Leadership politique et économique 

Pour résoudre les problèmes politiques du pays, le peuple suisse souhaite que le Conseil fédéral et le Parlement exercent à nouveau davantage de leadership. Ce point de vue s'est renforcé au cours des années de pandémie et s'accentue encore en 2022. Outre la politique, un rôle important est également attribué à l'économie, les citoyens estimant que celle-ci, pour autant qu'elle dispose d'une marge de manœuvre suffisante, trouve parfois des solutions plus rapidement que la politique.

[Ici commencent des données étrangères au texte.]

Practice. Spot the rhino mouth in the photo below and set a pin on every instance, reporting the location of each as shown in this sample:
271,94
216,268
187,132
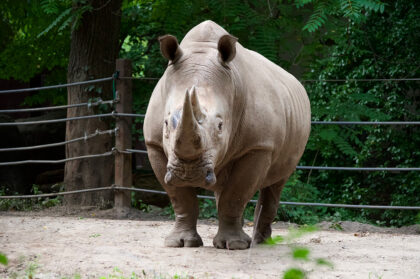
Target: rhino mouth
195,173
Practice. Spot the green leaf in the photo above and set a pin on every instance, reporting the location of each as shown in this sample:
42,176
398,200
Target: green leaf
274,240
56,21
294,273
321,261
3,259
301,253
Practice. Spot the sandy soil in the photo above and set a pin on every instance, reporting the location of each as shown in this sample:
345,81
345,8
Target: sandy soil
91,244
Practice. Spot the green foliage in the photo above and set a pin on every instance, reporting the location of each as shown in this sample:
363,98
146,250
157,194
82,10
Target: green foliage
3,259
68,13
339,11
138,203
294,273
298,253
384,46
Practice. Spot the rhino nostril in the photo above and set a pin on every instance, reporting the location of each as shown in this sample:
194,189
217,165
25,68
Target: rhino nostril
210,178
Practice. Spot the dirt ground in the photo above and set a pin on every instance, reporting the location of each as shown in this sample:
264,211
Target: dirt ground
56,243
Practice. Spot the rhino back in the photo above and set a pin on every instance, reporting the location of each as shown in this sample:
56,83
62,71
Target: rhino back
276,114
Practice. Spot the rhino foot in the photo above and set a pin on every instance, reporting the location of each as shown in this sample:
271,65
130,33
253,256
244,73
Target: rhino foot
232,241
183,239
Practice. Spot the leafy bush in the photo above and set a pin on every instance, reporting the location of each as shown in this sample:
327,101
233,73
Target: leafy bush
386,46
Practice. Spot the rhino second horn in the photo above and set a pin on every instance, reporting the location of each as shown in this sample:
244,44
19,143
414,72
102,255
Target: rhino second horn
188,143
210,178
168,177
198,112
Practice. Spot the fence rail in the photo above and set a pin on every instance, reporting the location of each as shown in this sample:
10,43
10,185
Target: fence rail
56,86
89,104
119,188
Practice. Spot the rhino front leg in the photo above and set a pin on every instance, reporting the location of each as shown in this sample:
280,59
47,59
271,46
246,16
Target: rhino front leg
244,180
266,210
184,202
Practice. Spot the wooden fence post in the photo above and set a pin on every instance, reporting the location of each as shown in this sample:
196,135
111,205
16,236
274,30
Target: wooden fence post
123,169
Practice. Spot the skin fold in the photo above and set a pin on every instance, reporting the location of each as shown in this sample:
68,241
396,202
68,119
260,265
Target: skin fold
226,119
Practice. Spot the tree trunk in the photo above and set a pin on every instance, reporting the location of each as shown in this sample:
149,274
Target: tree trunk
94,49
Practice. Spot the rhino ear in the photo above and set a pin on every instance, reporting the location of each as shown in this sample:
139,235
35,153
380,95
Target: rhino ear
227,48
169,47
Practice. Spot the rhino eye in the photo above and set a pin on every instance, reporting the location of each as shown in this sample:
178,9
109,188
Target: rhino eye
220,126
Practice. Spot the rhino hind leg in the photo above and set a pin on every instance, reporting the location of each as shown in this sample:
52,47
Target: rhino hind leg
243,182
266,211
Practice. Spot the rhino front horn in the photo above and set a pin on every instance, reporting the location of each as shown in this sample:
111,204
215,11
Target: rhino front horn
188,144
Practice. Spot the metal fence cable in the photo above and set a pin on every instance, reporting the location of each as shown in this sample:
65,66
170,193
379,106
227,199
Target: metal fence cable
360,79
89,104
366,122
136,151
321,167
56,120
115,187
109,153
355,168
128,114
310,80
86,137
56,86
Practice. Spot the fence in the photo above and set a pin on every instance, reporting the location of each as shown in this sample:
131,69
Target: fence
122,150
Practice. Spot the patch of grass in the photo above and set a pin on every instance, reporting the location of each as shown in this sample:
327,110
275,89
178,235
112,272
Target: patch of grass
298,253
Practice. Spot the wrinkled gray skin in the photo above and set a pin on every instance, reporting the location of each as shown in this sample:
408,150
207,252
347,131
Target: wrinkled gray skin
226,119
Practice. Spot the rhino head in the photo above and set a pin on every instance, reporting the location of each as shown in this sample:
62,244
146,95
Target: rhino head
198,118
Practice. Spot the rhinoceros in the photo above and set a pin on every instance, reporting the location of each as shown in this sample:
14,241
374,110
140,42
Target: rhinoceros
226,119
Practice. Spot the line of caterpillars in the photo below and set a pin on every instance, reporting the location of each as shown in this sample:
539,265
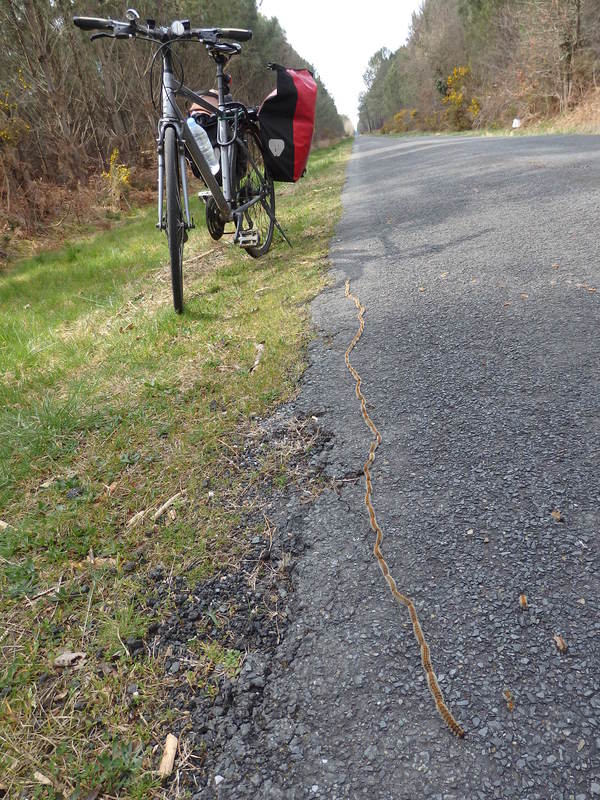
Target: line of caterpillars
434,688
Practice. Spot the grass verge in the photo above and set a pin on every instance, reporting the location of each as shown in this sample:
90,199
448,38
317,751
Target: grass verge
112,405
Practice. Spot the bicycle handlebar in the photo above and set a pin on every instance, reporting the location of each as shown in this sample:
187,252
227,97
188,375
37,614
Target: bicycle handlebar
237,34
160,34
93,23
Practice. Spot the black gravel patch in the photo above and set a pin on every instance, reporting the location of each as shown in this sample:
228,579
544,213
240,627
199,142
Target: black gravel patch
246,606
476,260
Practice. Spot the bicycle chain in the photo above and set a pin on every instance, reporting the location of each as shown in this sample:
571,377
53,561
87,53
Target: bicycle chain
434,688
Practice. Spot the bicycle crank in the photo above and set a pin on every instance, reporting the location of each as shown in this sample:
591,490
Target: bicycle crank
214,223
248,238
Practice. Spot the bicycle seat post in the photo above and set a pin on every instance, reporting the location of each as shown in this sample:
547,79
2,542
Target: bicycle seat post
222,128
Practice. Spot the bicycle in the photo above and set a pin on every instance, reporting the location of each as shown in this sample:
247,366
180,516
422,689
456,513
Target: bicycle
246,193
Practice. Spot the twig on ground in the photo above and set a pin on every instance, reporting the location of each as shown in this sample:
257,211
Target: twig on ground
198,257
122,644
87,613
168,759
54,589
158,514
137,518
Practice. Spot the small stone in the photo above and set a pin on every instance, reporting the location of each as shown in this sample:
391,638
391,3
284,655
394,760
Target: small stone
370,752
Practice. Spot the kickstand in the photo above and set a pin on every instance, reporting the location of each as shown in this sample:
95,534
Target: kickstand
280,229
277,225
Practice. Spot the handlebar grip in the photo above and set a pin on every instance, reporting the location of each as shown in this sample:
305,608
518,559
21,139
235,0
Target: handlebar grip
237,34
93,23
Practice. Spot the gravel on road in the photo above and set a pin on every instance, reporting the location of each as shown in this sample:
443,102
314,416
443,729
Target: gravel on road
477,262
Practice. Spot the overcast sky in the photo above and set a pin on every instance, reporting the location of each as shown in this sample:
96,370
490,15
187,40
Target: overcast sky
339,37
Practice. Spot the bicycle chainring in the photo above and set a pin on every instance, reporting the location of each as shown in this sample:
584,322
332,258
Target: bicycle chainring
214,222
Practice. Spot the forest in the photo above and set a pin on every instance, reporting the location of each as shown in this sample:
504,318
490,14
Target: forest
481,63
67,104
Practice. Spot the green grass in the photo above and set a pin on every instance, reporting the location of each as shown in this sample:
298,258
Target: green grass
110,404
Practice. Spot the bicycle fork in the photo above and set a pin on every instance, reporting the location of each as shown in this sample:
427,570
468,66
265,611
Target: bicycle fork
162,126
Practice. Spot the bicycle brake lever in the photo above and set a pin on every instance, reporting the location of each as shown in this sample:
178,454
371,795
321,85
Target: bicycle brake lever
109,36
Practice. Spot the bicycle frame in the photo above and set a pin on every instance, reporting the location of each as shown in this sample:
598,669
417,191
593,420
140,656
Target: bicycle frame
173,117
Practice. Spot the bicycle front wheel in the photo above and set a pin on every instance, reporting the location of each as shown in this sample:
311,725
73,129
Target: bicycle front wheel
254,181
175,225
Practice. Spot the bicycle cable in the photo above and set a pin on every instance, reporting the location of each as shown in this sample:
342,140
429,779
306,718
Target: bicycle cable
150,70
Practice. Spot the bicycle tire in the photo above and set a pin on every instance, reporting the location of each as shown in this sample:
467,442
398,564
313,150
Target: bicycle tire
255,179
174,223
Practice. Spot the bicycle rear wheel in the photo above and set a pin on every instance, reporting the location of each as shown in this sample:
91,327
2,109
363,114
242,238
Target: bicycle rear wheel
174,223
254,181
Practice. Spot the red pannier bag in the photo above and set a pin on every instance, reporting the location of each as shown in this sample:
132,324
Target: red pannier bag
287,120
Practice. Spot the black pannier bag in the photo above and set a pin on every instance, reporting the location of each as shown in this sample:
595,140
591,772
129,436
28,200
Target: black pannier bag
287,121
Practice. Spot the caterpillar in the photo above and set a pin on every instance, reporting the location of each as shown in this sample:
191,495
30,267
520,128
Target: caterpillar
432,682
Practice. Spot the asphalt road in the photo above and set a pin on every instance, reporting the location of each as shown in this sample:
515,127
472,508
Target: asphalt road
476,260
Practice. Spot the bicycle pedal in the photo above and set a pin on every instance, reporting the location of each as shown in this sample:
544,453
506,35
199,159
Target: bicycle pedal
248,238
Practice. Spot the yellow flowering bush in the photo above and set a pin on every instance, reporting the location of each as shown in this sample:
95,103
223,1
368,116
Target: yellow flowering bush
461,109
117,180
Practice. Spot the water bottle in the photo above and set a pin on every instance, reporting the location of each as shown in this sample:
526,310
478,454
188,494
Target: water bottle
203,142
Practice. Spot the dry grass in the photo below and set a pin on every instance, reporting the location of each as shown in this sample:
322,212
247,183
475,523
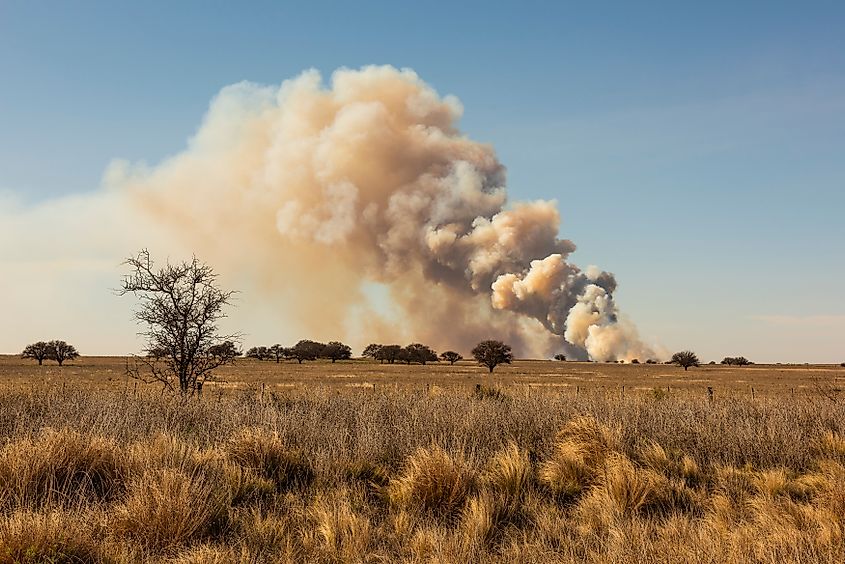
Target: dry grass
419,474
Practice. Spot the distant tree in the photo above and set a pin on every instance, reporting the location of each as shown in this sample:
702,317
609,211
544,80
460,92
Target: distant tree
492,353
307,350
277,352
180,306
420,353
226,349
37,351
389,354
335,350
371,351
60,351
451,357
736,361
685,359
259,353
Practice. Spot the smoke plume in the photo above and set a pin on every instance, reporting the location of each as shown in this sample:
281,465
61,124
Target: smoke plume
332,202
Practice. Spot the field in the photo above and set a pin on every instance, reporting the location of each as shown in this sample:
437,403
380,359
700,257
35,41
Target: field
362,462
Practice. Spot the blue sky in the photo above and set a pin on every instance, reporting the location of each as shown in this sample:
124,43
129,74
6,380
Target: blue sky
697,150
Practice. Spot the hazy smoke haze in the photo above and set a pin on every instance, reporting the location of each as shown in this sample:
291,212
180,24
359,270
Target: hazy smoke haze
313,195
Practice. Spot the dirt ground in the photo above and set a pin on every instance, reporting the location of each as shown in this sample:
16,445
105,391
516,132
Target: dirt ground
522,376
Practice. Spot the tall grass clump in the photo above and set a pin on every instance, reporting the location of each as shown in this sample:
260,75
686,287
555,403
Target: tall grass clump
432,482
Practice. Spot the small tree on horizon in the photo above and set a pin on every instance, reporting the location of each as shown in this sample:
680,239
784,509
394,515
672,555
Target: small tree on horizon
451,357
277,352
389,353
37,351
259,353
226,349
372,351
685,359
492,353
335,350
306,350
60,351
736,361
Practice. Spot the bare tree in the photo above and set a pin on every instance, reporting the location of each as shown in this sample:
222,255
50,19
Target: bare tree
278,352
37,351
418,352
451,357
372,351
389,354
492,353
180,306
306,350
60,351
736,361
685,359
225,349
335,350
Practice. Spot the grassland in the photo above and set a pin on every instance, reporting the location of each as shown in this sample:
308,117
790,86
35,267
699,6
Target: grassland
360,462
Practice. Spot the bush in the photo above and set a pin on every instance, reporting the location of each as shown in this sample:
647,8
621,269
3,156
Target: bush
61,467
433,483
265,453
53,537
167,508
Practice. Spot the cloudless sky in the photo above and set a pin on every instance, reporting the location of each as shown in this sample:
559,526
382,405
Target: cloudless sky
696,149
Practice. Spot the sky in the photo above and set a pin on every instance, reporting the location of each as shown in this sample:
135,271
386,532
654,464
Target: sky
696,150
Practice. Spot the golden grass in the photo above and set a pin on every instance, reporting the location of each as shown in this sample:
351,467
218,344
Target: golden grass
413,474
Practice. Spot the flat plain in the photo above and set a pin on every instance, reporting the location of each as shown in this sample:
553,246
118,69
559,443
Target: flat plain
364,462
521,377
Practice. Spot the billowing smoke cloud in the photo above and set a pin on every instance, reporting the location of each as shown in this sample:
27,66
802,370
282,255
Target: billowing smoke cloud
318,198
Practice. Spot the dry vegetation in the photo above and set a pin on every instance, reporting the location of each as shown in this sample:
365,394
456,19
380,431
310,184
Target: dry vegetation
317,470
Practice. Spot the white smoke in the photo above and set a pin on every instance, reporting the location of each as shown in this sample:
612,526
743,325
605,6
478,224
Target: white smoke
310,193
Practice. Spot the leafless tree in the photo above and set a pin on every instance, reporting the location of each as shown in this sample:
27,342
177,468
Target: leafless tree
180,306
492,353
60,351
451,357
37,351
335,350
685,359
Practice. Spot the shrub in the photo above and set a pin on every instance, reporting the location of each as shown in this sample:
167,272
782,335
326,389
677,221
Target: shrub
265,453
432,482
166,508
53,537
61,467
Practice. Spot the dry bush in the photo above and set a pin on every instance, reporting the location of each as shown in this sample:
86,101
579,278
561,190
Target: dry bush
60,467
339,533
265,453
580,450
167,508
432,482
55,536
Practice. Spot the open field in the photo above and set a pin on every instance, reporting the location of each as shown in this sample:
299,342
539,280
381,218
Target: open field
523,376
325,467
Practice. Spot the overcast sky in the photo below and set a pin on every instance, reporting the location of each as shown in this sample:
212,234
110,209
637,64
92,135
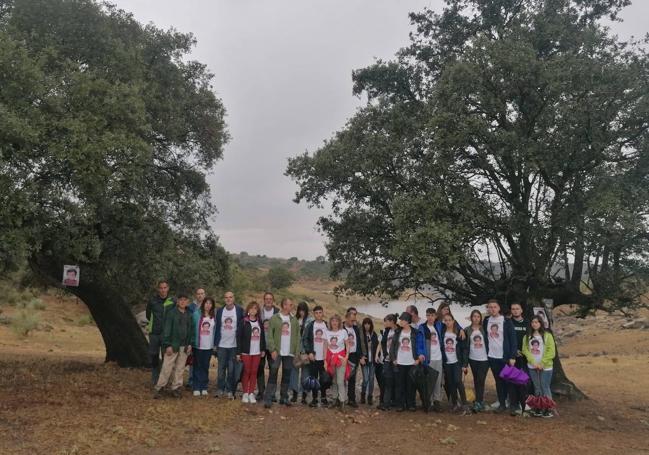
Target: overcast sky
283,69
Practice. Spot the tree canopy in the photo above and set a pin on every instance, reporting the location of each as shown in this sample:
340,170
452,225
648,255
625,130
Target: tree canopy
503,153
107,131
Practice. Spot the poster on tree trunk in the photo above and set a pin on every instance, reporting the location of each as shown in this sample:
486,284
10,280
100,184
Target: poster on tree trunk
71,275
540,312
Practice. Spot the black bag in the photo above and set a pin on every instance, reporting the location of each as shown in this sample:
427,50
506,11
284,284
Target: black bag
325,380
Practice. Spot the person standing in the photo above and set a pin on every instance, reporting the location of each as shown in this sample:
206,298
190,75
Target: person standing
336,358
455,363
251,346
204,323
369,344
356,355
478,360
313,340
225,342
177,341
501,348
387,397
519,392
283,343
297,376
539,350
404,357
156,310
199,296
430,353
268,310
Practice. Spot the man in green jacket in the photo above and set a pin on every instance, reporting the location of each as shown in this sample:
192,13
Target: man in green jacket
177,339
282,341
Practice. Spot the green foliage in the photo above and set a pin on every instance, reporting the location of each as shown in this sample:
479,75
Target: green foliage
107,131
280,278
509,140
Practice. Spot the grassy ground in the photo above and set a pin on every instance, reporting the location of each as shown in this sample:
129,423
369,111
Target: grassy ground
58,397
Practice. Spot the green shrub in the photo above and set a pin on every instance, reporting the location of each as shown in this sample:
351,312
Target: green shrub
25,322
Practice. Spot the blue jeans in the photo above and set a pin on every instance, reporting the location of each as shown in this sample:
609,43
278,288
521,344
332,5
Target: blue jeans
226,357
200,369
367,386
542,381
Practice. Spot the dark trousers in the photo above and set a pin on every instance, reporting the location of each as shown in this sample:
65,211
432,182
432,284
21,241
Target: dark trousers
405,389
479,370
286,363
502,388
201,368
351,383
317,369
454,385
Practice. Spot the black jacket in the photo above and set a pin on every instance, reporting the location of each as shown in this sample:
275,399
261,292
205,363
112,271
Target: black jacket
371,356
394,348
244,332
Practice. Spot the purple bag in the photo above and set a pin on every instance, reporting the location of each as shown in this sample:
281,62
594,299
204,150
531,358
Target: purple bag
514,375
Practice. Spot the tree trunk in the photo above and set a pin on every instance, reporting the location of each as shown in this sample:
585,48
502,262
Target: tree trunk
123,338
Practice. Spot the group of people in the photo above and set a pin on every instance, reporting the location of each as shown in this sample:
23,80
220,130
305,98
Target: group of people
316,355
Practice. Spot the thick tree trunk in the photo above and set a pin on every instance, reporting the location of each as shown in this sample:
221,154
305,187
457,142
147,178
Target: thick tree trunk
123,338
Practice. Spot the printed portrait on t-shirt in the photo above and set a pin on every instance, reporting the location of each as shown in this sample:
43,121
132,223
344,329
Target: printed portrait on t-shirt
450,345
477,342
494,334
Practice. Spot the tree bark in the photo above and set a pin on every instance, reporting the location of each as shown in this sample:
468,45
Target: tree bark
123,338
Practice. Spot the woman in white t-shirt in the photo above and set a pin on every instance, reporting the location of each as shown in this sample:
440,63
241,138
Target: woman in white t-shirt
478,360
251,347
203,319
336,346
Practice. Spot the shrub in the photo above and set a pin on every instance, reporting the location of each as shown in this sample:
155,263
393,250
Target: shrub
25,322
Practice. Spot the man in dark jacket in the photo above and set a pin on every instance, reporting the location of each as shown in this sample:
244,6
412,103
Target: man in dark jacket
268,310
501,349
156,309
356,354
177,339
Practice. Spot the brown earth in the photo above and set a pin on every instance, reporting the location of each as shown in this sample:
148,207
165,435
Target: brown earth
58,397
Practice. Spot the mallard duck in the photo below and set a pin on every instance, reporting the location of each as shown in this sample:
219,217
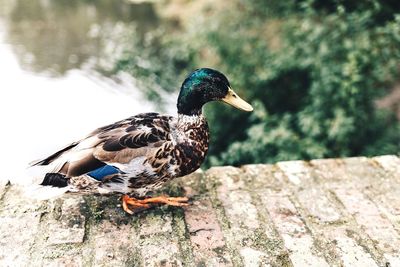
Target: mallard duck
139,154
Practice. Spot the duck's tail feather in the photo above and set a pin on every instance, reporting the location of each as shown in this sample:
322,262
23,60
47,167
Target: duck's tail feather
40,192
54,156
55,179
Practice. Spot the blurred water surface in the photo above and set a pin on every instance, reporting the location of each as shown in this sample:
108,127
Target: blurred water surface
56,64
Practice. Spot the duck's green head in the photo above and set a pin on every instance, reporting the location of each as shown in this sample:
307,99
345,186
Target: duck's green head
205,85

Pas de repli dans le réduit géopolitique 

Bien que les résultats du Baromètre des préoccupations de cette année soient très critiques à l'égard d'une mondialisation sans réserve, le repli dans un réduit géopolitique n'est pas une véritable solution pour les citoyens. Certes, la neutralité est toujours tenue en haute estime, et il règne un certain scepticisme quant à un rôle actif de la Suisse dans les événements liés à la guerre contre l'Ukraine. Cependant, un repli ou une action isolée de la Suisse n'est pas non plus une solution pour la majorité. On estime plutôt que les solutions aux problèmes politiques doivent être trouvées au niveau international et par le biais d'un resserrement des liens avec la Suisse. Ces dernières années, de moins en moins de personnes pensent que les problèmes mondiaux ne concernent pas la Suisse, et l'on souhaite de plus en plus jouer un rôle de pionnier, notamment en matière de politique climatique.

S'aligner sur la position de l'UE

Traditionnellement, les Suisses ont une vision pragmatique de leurs relations avec les autres États, qui est façonnée par des considérations d'ordre économique. En revanche, les valeurs et les normes sont moins prioritaires. Les préoccupations actuelles concernant l'avenir économique du pays devraient donc être un catalyseur important pour le souhait de s'écarter de la stratégie d'une politique de niche indépendante et de s'aligner davantage sur la position de l'UE. Cette perception est partagée par les Suisses de tous les blocs politiques jusque dans le camp bourgeois.